Repercussions from the accident have spread far beyond the Dominion Virginia Power substation where she died and the group home for troubled girls where she lived.

That group home, Cumberland Magnolia House on Westwood Avenue, was cited last week by the state licensing agency for a violation involving her supervision this summer.

The violation stemmed from an Aug. 7 visit by Raynor to the Cumberland Barton House for boys on Moss Side Avenue that led to an alleged sexual assault, said Leslie Anderson, director of the office of licensing for the state Department of Mental Health, Mental Retardation and Substance Abuse Services.

Richmond child-protective-service workers investigated the assault and could not verify that it occurred, Anderson said.

She said her agency also couldn't verify the allegation because of too many conflicting stories. But the group home "failed to supervise resident activity as required by the [state] regulation and the provider's own policies," according to the citation.

Richard Shelton, director of business development for Cumberland, said actions have been taken to prevent similar incidents in the future.

Richmond police spokeswoman Cynthia Price said police are still investigating how Raynor came to be inside the substation at the old Richmond Memorial Hospital site, which has been criticized by some neighbors for attracting young trespassers.

"There's so much we don't know," said Lynn Raynor, Candice's mother. She has a lawyer looking into her daughter's death.

Cumberland Magnolia House is one of five group homes in the Richmond area operated by Cumberland Hospital for Children and Adolescents of New Kent County.
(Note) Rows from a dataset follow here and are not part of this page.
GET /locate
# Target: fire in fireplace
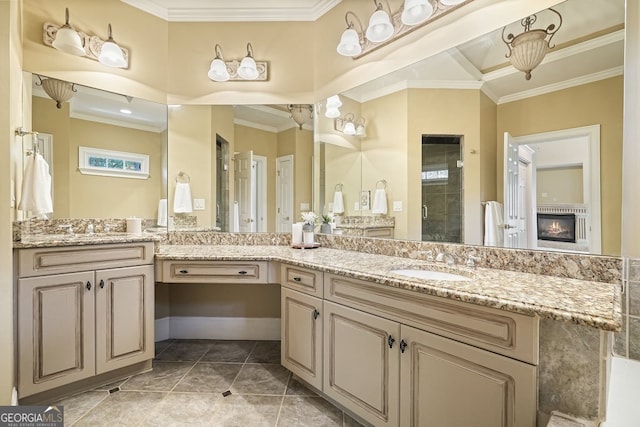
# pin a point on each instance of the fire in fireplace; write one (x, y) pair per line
(557, 227)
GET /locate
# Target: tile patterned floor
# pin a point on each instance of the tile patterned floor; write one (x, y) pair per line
(187, 384)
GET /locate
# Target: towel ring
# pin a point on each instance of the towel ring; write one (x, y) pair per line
(183, 177)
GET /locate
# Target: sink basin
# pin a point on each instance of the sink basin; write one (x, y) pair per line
(431, 275)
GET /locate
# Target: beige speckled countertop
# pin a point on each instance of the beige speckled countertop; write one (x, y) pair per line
(593, 304)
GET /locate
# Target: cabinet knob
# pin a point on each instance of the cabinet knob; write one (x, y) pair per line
(391, 340)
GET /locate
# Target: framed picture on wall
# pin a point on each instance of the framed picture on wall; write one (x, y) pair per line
(96, 161)
(365, 200)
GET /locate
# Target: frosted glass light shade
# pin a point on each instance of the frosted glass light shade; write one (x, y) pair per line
(218, 71)
(248, 69)
(380, 27)
(68, 40)
(112, 55)
(416, 11)
(349, 43)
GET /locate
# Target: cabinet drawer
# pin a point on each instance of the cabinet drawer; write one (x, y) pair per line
(511, 334)
(302, 279)
(215, 272)
(40, 261)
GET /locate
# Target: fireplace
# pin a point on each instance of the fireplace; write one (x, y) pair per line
(557, 227)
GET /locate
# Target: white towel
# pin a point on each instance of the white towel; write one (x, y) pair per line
(338, 202)
(236, 218)
(493, 224)
(162, 213)
(36, 187)
(182, 198)
(379, 201)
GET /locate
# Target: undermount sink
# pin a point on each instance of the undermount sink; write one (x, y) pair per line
(431, 275)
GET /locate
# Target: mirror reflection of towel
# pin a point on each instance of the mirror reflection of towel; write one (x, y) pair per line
(36, 187)
(379, 201)
(182, 198)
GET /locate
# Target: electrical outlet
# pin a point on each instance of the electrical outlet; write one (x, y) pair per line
(198, 204)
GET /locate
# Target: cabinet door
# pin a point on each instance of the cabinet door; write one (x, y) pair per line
(124, 317)
(55, 331)
(447, 383)
(302, 336)
(361, 368)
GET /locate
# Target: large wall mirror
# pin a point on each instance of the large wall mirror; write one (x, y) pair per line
(106, 151)
(435, 135)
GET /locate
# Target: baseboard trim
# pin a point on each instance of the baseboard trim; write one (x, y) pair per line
(218, 328)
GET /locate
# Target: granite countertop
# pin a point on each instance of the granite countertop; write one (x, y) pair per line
(81, 239)
(588, 303)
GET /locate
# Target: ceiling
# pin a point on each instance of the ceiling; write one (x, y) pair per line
(235, 10)
(589, 47)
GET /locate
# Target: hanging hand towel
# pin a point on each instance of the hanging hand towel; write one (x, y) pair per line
(379, 201)
(338, 203)
(493, 223)
(162, 213)
(182, 198)
(36, 187)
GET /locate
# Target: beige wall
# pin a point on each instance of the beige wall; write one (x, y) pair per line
(10, 118)
(559, 185)
(89, 196)
(594, 103)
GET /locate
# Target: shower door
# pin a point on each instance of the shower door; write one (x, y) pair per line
(441, 188)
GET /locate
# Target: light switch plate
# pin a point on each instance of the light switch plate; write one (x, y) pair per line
(198, 204)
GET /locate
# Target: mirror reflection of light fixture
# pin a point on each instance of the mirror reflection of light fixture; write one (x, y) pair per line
(218, 70)
(333, 107)
(58, 90)
(300, 113)
(528, 49)
(386, 26)
(248, 68)
(67, 39)
(111, 54)
(350, 125)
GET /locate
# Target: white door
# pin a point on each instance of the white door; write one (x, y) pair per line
(514, 234)
(284, 193)
(245, 190)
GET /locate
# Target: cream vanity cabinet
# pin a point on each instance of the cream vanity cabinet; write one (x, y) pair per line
(82, 311)
(401, 358)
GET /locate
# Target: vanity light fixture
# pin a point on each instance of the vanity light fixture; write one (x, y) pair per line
(300, 113)
(111, 54)
(246, 69)
(528, 49)
(333, 107)
(350, 125)
(58, 90)
(67, 39)
(386, 26)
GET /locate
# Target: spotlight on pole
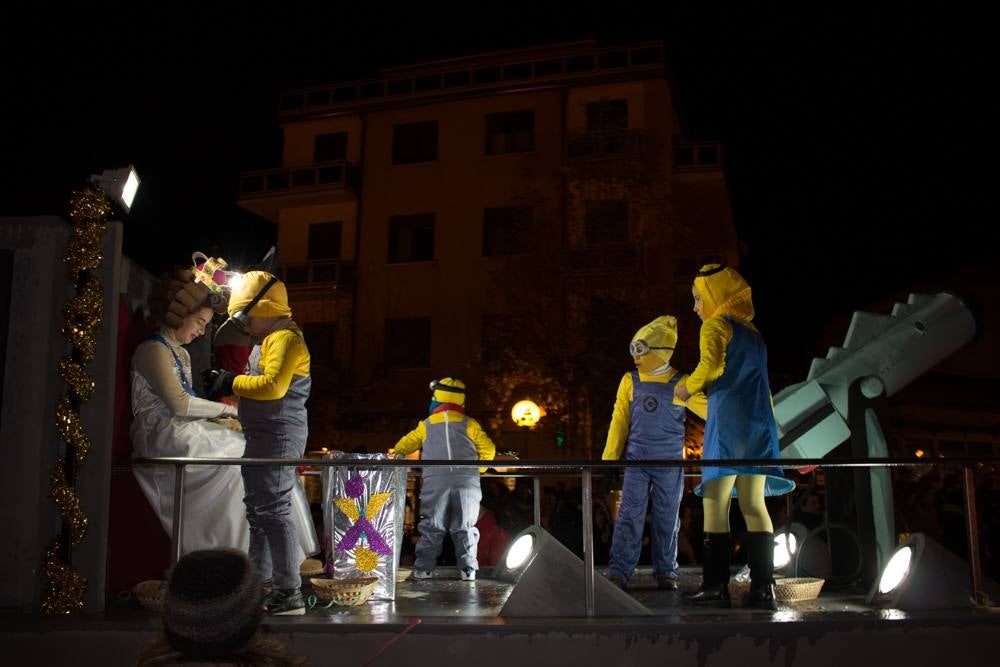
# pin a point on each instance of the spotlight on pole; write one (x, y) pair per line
(548, 581)
(119, 184)
(922, 574)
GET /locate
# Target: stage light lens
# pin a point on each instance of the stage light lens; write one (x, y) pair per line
(785, 546)
(130, 188)
(519, 552)
(896, 570)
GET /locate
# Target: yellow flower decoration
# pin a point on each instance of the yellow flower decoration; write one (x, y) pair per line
(366, 559)
(375, 504)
Candice was living with her mother in Harrisonburg when she was taken by child-protective-service workers there a year and a half ago, said Lynn Raynor.

The girls at Magnolia House typically have emotional problems but aren't involved in the criminal-justice system, Shelton said.

There were five girls living at the house on Sept. 30, with two staff workers per shift, Shelton said.

Raynor walked off the property that morning. A Richmond police spokeswoman said they were called and were told she was missing. House workers were combing the area when Dominion Virginia Power workers found her body about 5 p.m.

Power company spokesman David Botkins said workers were responding to a "momentary power fault" likely caused by the electrocution.

Since then, guards hired by Dominion Virginia Power patrol day and night -- the substation's enclosure and the roof above it, Botkins said. Spotlights have been added, and barricades now block the roof above the substation.